Surely it can't surprise you or present any great obstacle that "so many words in [my] poems contradict themselves." Would it be about human experience otherwise? You aren't that naïve. And the example you give is just a failure to understand my statement at that point which is not (other than technically) a contradiction: We must assume centrality and concentricity and speak from that position because otherwise (i.e. if we are eccentric) nothing we say matters. (I am coming closer and closer now to the idea that nothing we say (or do) matters anyway)

We cling to an idea of ourselves and an idea of the world and are reluctant to let go even when the ideas are not really tenable any longer. If you have passed so far beyond this that the exhortation "Let go" no longer represents for you any conflict then of course this poem would seem trivial and unnecessary to you as it perhaps does.

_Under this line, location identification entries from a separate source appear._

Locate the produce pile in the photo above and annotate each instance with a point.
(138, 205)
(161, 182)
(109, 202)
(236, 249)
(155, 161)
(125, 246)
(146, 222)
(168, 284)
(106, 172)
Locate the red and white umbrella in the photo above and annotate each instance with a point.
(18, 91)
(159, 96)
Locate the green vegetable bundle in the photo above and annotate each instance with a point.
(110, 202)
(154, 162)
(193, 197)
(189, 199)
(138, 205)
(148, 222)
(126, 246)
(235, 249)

We have a concept of "real" and a concept of "time" though we may find it impossible to put anything very big in either category and expect it to stay there. But this is what it is about - this is what confronts us -- this is the face of the seam. "Others" is a concept of the same sort and so is "I" or "self." My poetry is about all of those things of which we have concepts but which we find non-existent or unapproachable, and about our experience of finding them so. It would appear that you would like me to forget about that experience - to mature out of it -as boys are exhorted to do - and go on to other things. But to me there are no other things to go on to and to pretend that there are would be the most desperate kind of evasion, the dreamiest escapism and eccentricity. But, as you suggest, this gets me nowhere. I wish you joy of your antipodes.